17 years ago today, the United States was forever changed. Terrorists hijacked four airliners, intending to make suicide attacks on certain institutions of the United States. Two planes were crashed into the World Trade Center, in New York City, NY. A third was plowed into the Pentagon, command central of the U.S. military, in Washington, DC. On the fourth airplane, passengers and crew attempted to take back control of the plane, the terrorists dove the plane into the ground in Pennsylvania. The Twin Towers of the World Trade Center, from the structural damage caused by the crash, and the fires that followed, collapsed in on itself, killing all those trapped inside. The Pentagon suffered severe damage, and many military and civilian personnel were either killed or injured. All together, there was 2,977 victims of the attacks, who died.
On the day this happened, I was working in an office, in downtown Boston, MA. I could listen on a radio, while I worked; so I was listening to public radio news. I was shocked when I heard of the first plane crash into the Twin Towers. The historian in me, remembered a similar crash in 1945; when a U.S. Army Air Corps bomber accidentally crashed into the Empire State Building. But as time went on, and more stories came over the air waves, I could tell that what was happening was no accident. Further down the street from where our office building was, was another building that housed the Boston Stock Exchange. In front, they had a display window, that held large TV screens, showing news and how the markets were performing. I could see a large crowd gathering in front that display window. The size of the crowd extended out into the street.
Our bosses called us together, gave us a rundown of what was known, and told us to go home. I stayed for a bit, I know it seems not to make any sense; but I was not going let any act of terror, keep me from doing my work. It took a nervous call from my wife to get me to stop and leave the office. Once outside our building, I found streets and sidewalks normally bustling with cars, trucks, and pedestrians, deserted. Also, deserted was the train station. The following mornings, when I would be waiting for the commuter train to take me into the city; I looked up into sky. Normally, I would see a half a dozen contrails of airline jets flying to and from Logan International Airport. That day, I only saw a few contrails, and they were circling overhead. They were jet fighters.
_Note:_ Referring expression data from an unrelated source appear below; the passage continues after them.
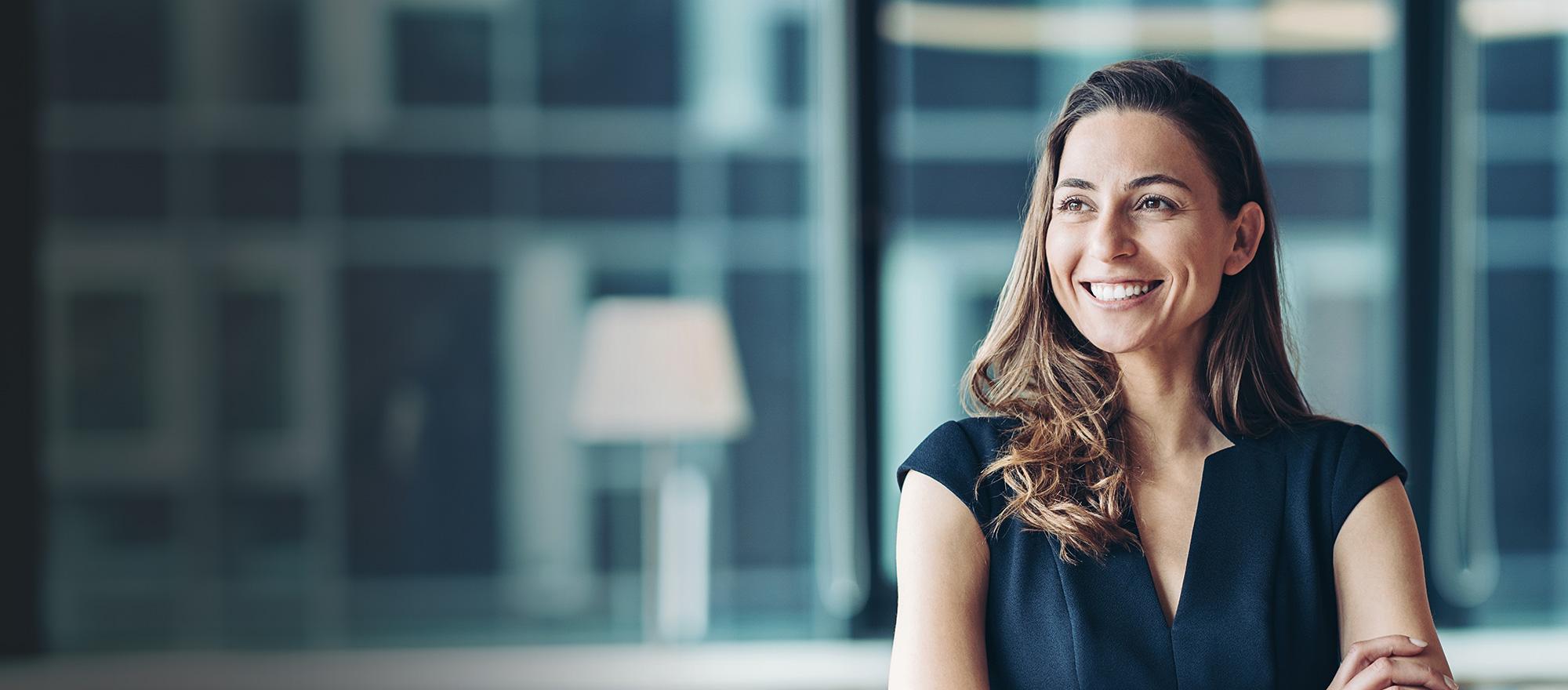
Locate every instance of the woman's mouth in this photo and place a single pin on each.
(1120, 296)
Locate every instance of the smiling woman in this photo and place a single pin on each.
(1142, 496)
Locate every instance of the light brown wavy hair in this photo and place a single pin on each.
(1065, 467)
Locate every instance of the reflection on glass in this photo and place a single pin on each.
(318, 275)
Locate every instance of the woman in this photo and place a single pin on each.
(1142, 496)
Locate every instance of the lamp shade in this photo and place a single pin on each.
(658, 369)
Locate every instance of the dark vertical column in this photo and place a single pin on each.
(877, 617)
(1428, 159)
(21, 478)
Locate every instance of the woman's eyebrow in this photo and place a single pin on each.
(1145, 181)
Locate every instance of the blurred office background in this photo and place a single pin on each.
(308, 289)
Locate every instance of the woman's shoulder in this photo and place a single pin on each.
(1321, 438)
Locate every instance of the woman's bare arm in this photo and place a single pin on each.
(943, 565)
(1379, 576)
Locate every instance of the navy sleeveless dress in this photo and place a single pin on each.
(1258, 606)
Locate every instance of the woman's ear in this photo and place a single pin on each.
(1247, 233)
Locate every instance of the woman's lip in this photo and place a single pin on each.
(1123, 303)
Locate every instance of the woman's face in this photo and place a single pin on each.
(1134, 208)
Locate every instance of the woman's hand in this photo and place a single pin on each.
(1376, 666)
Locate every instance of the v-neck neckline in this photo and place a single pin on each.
(1192, 539)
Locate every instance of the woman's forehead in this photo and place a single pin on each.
(1112, 148)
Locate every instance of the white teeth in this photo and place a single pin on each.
(1119, 291)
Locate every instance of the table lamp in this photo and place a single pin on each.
(662, 371)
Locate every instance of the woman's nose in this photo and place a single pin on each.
(1111, 238)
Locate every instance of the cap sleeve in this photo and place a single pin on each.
(949, 457)
(1365, 463)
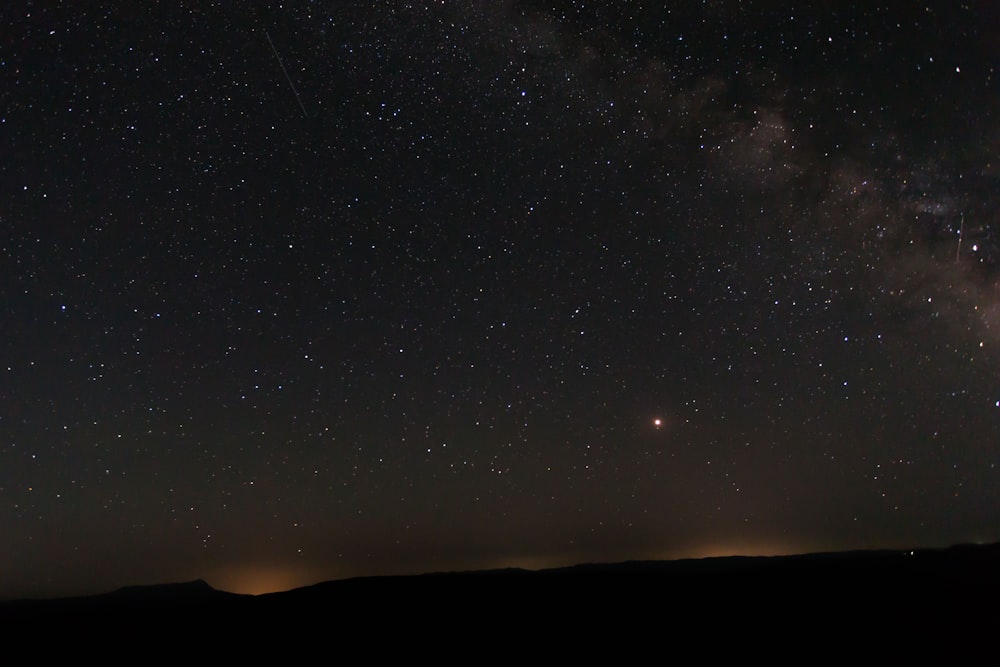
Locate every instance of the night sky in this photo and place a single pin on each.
(309, 290)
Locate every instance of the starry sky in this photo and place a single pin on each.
(309, 290)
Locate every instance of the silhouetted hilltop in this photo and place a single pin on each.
(947, 592)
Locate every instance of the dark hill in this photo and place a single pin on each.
(950, 593)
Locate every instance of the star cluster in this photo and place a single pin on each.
(299, 291)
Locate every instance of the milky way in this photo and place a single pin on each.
(528, 284)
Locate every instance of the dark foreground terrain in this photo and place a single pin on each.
(817, 603)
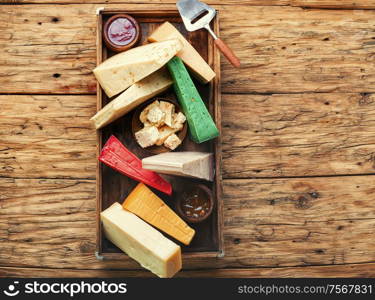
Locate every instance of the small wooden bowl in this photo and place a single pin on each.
(138, 125)
(120, 48)
(195, 187)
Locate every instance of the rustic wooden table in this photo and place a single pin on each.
(298, 139)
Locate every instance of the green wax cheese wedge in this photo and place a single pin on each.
(202, 127)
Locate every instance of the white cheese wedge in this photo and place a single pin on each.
(141, 241)
(122, 70)
(201, 70)
(138, 93)
(188, 164)
(172, 142)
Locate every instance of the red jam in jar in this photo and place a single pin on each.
(196, 204)
(121, 32)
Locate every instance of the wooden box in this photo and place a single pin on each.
(114, 187)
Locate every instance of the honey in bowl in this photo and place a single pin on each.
(196, 205)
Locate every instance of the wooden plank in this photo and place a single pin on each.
(47, 136)
(226, 2)
(349, 4)
(267, 223)
(298, 135)
(263, 135)
(350, 270)
(352, 4)
(51, 48)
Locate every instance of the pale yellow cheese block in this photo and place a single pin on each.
(138, 93)
(188, 54)
(148, 206)
(141, 241)
(122, 70)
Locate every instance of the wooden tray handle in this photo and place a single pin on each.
(228, 53)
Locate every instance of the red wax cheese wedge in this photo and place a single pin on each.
(115, 155)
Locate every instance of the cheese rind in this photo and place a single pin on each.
(138, 93)
(201, 125)
(188, 54)
(122, 70)
(188, 164)
(148, 206)
(141, 241)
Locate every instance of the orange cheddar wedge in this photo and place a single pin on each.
(149, 207)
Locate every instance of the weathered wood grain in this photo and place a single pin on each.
(263, 135)
(47, 136)
(298, 135)
(352, 4)
(226, 2)
(350, 270)
(51, 48)
(267, 222)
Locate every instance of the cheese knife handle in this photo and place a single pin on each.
(228, 53)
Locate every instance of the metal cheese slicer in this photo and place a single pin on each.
(197, 15)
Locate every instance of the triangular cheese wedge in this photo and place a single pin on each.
(148, 206)
(188, 164)
(138, 93)
(141, 241)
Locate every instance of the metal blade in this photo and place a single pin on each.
(190, 9)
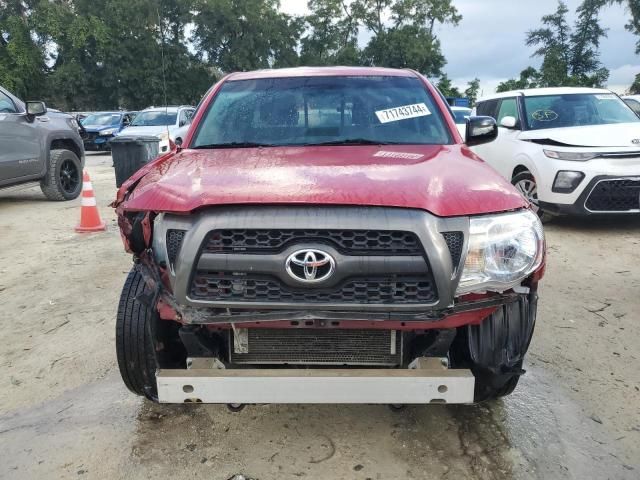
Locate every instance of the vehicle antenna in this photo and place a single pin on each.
(164, 75)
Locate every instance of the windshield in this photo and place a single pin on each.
(461, 115)
(102, 119)
(575, 110)
(154, 118)
(322, 110)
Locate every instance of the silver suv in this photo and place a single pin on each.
(37, 145)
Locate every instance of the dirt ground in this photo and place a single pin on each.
(64, 412)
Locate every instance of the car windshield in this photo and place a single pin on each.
(154, 118)
(322, 111)
(461, 115)
(575, 110)
(102, 119)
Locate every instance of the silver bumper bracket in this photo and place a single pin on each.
(429, 383)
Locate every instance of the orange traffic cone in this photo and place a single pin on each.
(89, 216)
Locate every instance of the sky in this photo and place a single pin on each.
(489, 41)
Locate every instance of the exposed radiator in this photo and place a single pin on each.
(311, 346)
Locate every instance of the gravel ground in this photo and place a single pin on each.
(64, 412)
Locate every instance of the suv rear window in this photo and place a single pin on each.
(322, 110)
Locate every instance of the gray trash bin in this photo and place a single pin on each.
(131, 153)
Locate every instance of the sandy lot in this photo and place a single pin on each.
(64, 412)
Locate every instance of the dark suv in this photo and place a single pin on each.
(37, 145)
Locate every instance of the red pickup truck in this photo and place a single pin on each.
(325, 235)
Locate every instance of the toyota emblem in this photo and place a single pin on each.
(310, 265)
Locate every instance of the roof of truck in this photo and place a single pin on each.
(321, 72)
(535, 92)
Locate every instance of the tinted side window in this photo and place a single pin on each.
(6, 104)
(488, 108)
(508, 108)
(634, 104)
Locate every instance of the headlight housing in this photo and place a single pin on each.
(572, 156)
(503, 250)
There is not much more I remember of those days that followed the tragedy of 9/11. I know I attended prayer services. Prayer intentions for the victims and their families were mentioned at Masses I attended. Little did I know what the long-term effects would be, resulting from those acts of terror. Two wars, one still ongoing, to a certain extent, with its share of dead, wounded and families shattered. We became a country that seems to be constantly on guard; with the individual rights we have held so dear, sometimes willingly given up for security. In our name, persons have been subjected to “enhanced interrogation;” torture by any other name is still torture. And there are still victims of the 9/11 attacks who are dying; dying from the cancers and other illnesses brought on by the smoke and contaminated dust from the Trade Center.
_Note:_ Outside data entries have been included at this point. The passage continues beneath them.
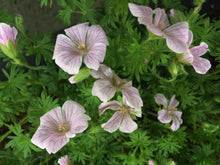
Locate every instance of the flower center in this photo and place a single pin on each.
(63, 128)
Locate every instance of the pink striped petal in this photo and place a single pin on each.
(199, 50)
(95, 56)
(127, 125)
(78, 33)
(114, 105)
(96, 35)
(113, 123)
(177, 37)
(163, 116)
(201, 65)
(173, 102)
(161, 99)
(103, 89)
(66, 55)
(143, 13)
(160, 19)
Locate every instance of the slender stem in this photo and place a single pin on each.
(11, 130)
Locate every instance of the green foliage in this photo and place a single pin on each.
(135, 54)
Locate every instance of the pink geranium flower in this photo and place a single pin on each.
(7, 33)
(58, 125)
(176, 35)
(169, 113)
(64, 160)
(109, 83)
(81, 42)
(192, 56)
(121, 118)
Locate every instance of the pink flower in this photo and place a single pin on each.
(109, 83)
(57, 126)
(64, 160)
(201, 65)
(81, 42)
(121, 118)
(176, 35)
(169, 113)
(7, 33)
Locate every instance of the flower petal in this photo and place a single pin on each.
(96, 35)
(160, 18)
(73, 114)
(104, 72)
(163, 116)
(143, 13)
(177, 37)
(199, 50)
(66, 55)
(113, 123)
(114, 105)
(127, 125)
(131, 95)
(78, 33)
(173, 102)
(161, 99)
(201, 65)
(95, 56)
(176, 120)
(103, 89)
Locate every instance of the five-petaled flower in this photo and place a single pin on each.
(7, 33)
(121, 118)
(57, 126)
(157, 22)
(109, 83)
(192, 56)
(81, 42)
(64, 160)
(169, 112)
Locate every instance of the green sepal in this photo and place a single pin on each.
(9, 50)
(82, 75)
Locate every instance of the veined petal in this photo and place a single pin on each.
(173, 102)
(114, 105)
(176, 120)
(66, 55)
(104, 72)
(127, 125)
(103, 89)
(95, 56)
(161, 99)
(78, 32)
(143, 13)
(177, 37)
(131, 95)
(96, 35)
(113, 123)
(201, 65)
(160, 18)
(163, 116)
(199, 50)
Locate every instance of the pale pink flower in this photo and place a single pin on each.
(7, 33)
(109, 83)
(58, 125)
(81, 42)
(176, 35)
(121, 118)
(169, 112)
(64, 160)
(192, 56)
(150, 162)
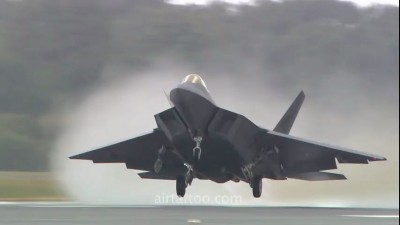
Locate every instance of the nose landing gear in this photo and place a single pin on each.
(183, 181)
(197, 149)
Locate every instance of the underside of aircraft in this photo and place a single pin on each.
(197, 139)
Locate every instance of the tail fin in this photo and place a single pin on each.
(286, 123)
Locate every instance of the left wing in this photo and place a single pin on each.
(301, 155)
(138, 153)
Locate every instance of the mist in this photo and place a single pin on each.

We cannot forget those who lost their lives in the attacks; we must continue to remember them. We must pray for and support the survivors; those who lost love ones; and those who are still trying to deal with the effects of those days on their minds and souls. And honor to those first responders, in the past, today, and in the future; those who charge forward into danger, when others may flee.
I close this reflection with a prayer to Mary, Mother of Sorrows, asking her intercession for us all in these dangerous times:
Remember, most loving Virgin Mary, never was it heard that anyone, who turned to for help, was left unaided. Inspired by this confidence, though burdened by my sins, I run to your protection for you are my mother. Mother of the Word of God, do not despise my words of pleading, but be merciful and hear my prayer. Amen.
Eternal rest grant unto them, O Lord. And let the perpetual light shine upon them.
And may the souls of the faithful departed, through the mercy of God, rest in peace. Amen.